Jan Elliott and her early and world music group Ensemble Passacaglia released its second CD, A Tune for All Seasons in December. She bides her time during the pandemic teaching and rehearsing online. Ken Schneyer’s second short-fiction collection, Anthems Outside Time and Other Strange Voices, was released and received some very nice reviews. He is adapting to teaching remotely and writes he has very little time for much else.
Karen Adair Miller writes she is safe and healthy during these tough times and is fortunate to keep up with friends and family with Zoom. The fire pit, too, has provided opportunity for small get-togethers! She has taken advantage of the outdoor winter sports and keeps busy with downhill, cross-country skiing, skating, and snow shoeing.

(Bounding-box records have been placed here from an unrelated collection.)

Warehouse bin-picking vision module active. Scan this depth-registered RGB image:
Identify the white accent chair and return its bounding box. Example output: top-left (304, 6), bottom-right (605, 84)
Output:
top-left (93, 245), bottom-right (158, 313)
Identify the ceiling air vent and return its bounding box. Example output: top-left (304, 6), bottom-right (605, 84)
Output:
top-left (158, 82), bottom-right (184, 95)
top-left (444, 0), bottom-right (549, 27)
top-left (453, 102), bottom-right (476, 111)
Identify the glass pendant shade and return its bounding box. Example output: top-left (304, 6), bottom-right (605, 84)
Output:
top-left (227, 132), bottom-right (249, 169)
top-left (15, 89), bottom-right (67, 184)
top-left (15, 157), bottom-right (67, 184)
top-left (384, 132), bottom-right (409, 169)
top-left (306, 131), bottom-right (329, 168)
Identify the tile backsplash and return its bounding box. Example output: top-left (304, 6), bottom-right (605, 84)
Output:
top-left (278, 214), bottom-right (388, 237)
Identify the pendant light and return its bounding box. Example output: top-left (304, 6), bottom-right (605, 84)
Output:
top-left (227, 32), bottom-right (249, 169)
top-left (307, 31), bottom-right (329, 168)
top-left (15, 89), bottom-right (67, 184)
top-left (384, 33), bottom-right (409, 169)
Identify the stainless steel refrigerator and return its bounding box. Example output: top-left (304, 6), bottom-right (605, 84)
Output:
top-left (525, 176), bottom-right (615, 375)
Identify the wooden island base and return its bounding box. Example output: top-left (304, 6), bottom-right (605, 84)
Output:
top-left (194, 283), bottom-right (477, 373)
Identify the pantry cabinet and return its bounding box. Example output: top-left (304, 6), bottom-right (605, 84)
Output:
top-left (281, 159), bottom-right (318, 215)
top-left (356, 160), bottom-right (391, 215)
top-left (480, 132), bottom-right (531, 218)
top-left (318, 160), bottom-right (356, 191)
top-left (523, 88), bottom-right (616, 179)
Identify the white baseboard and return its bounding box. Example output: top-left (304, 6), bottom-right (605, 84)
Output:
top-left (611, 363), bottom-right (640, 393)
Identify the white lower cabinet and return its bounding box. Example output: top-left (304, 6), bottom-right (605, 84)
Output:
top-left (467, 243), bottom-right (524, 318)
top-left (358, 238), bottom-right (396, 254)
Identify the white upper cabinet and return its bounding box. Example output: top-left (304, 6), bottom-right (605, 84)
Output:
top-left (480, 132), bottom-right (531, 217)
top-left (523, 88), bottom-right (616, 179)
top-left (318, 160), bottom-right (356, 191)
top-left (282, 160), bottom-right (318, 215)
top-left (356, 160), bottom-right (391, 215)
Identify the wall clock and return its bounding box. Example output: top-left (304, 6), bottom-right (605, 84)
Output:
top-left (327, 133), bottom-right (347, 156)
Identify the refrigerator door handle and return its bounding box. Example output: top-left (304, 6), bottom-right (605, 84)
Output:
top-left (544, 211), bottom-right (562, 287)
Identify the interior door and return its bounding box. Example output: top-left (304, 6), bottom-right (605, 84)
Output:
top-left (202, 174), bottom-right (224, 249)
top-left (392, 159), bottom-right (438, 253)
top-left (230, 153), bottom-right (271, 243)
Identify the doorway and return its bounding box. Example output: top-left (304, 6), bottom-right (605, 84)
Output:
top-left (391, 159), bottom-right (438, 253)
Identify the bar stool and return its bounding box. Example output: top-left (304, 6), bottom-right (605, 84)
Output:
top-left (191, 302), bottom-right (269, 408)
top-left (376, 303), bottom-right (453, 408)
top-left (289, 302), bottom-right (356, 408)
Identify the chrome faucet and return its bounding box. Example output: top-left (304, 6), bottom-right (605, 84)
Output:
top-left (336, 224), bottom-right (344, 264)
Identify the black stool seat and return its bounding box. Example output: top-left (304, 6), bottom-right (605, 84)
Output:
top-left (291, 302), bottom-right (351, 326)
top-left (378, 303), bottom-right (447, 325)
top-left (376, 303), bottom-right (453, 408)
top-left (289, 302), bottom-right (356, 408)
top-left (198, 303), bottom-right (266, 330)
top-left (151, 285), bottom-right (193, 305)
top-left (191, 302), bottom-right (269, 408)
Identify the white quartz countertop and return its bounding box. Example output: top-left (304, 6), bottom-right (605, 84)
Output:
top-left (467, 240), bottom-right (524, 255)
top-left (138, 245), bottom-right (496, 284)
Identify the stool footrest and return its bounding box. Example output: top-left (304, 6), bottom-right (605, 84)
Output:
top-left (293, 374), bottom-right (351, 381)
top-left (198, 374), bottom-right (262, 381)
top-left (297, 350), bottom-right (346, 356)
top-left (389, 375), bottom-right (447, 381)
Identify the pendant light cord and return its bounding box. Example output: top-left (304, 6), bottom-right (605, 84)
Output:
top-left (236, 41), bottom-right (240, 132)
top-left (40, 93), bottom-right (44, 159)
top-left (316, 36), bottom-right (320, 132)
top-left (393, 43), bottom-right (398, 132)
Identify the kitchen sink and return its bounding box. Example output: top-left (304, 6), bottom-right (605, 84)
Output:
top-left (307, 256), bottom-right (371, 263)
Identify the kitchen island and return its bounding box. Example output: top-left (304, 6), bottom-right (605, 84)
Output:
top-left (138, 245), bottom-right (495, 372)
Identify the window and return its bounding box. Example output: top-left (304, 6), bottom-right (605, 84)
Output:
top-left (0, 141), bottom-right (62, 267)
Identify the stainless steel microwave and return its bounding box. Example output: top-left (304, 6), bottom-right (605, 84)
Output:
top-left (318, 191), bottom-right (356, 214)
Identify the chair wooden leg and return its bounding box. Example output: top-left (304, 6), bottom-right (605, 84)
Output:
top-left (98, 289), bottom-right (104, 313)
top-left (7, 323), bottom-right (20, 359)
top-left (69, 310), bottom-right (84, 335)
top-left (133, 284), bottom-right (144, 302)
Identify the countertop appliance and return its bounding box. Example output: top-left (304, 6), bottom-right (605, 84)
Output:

Wayne Logan has recently published a number of books about the law, including the forthcoming Sentencing Law, Policy & Practice (Foundation Press), The Ex Post Facto Clause: Its History and Role in a Punitive Society (Oxford University Press), and Sex Offender Registration and Community Notification Laws (Cambridge University Press).
Greetings, classmates.
We’re seeing light at the end of the tunnel here . . . hopefully, by the time this comes out we will be vaccinated and returning to our normal lives, or the new normal.
Notes are sparse this time. Gary Wishik, an anesthesiologist in upstate New York, writes, “Intubated many people, most of them died,” which is the saddest six-word memoir since Hemingway. He says he’s hoping that the New Order/Pet Shop Boys concert in September in Toronto won’t be cancelled—me too; he deserves a fun night out. Thanks to you, Gary, and to all the members of our class who have been on the front lines during COVID.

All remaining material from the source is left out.